Pierren-Antoine Dusoulier, Ibanfirst

Pierre-Antoine Dusoulier. Daniel Osorio/IbanFirst

Deux ans après sa première levée de fonds de 10 millions d'euros auprès de Xaviel Niel, la plateforme de services financiers iBanFirst annonce un nouveau tour de 15 millions d'euros auprès de son investisseur historique et des fonds Serena — qui mène le tour — et Breega.

Rencontré par Business Insider France, son fondateur Pierre-Antoine Dusoulier confie que ce type d'opération devient compliqué à réaliser. Non pas parce que les investisseurs mettraient en question l'intérêt de son service ou que la France manque d'argent — au contraire.

Non, c'est juste que la bataille est rude.

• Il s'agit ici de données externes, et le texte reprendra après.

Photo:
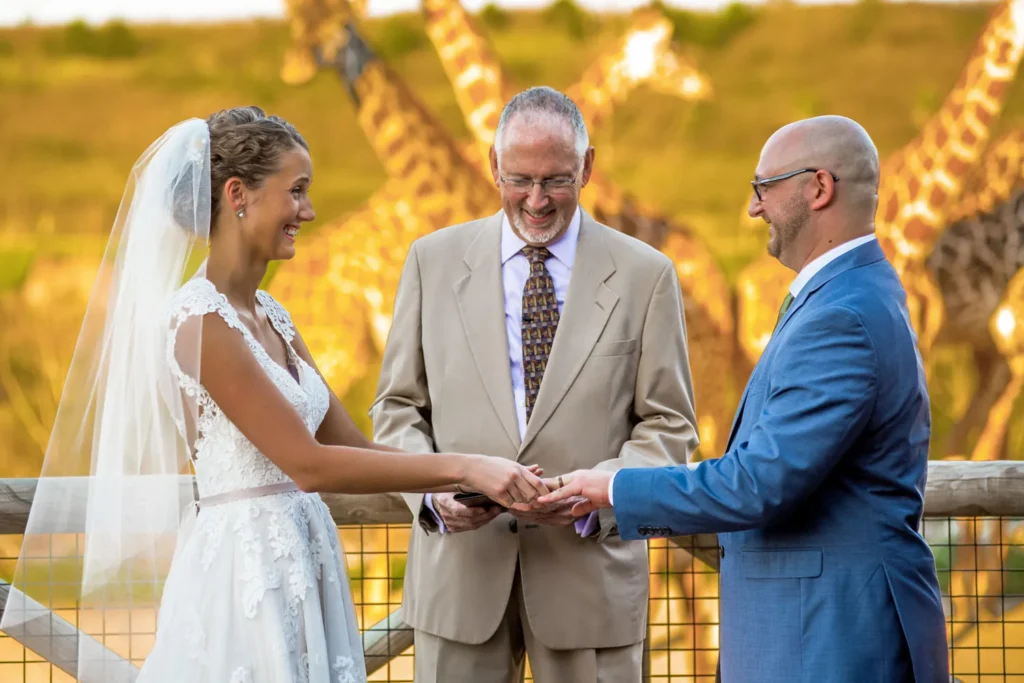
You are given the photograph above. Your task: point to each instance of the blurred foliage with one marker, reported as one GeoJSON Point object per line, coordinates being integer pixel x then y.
{"type": "Point", "coordinates": [114, 40]}
{"type": "Point", "coordinates": [711, 30]}
{"type": "Point", "coordinates": [75, 119]}
{"type": "Point", "coordinates": [398, 36]}
{"type": "Point", "coordinates": [494, 17]}
{"type": "Point", "coordinates": [577, 22]}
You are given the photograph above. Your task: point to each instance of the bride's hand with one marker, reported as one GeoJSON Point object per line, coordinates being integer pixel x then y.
{"type": "Point", "coordinates": [503, 480]}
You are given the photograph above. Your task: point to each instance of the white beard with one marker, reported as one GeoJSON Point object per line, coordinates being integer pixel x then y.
{"type": "Point", "coordinates": [535, 236]}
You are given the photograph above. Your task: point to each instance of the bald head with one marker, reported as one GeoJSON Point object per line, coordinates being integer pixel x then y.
{"type": "Point", "coordinates": [820, 187]}
{"type": "Point", "coordinates": [834, 143]}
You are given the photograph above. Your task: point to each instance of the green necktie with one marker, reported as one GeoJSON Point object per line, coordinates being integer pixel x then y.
{"type": "Point", "coordinates": [781, 311]}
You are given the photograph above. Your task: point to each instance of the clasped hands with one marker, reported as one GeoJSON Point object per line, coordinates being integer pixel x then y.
{"type": "Point", "coordinates": [562, 501]}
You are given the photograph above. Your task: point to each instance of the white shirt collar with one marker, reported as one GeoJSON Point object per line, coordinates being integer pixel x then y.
{"type": "Point", "coordinates": [563, 249]}
{"type": "Point", "coordinates": [815, 266]}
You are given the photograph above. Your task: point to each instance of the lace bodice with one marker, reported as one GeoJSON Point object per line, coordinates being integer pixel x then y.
{"type": "Point", "coordinates": [224, 460]}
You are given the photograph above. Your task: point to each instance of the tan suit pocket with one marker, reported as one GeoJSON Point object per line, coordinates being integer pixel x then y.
{"type": "Point", "coordinates": [622, 347]}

A 40 ans, Pierre-Antoine Dusoulier a pourtant derrière lui l'expérience d'avoir déjà créé une entreprise en 2006, revendue deux ans plus tard au Danois SaxoBanque. Mais en dix ans, il a vu un changement fondamental s'opérer dans l'écosystème: les femmes et hommes entrepreneurs sont devenus des professionnels entraînés.

"Monter une boîte, c'est devenu un sport de haut niveau. Il y a une concurrence sur les profils recherchés et une bataille sur l'argent. Il y a dix ans, lever 15 millions d'euros en France, c'était assez rare. J'aurais presque fait le 20h de TF1! (rires) Vous avez face à vous des gens préparés. A 25 ans, ils lisent des livres pour être de meilleurs leaders, font attention à ce qu'ils mangent et ils ont une vision plus large comme leur idole Elon Musk", raconte Pierre-Antoine Dusoulier à Business Insider France.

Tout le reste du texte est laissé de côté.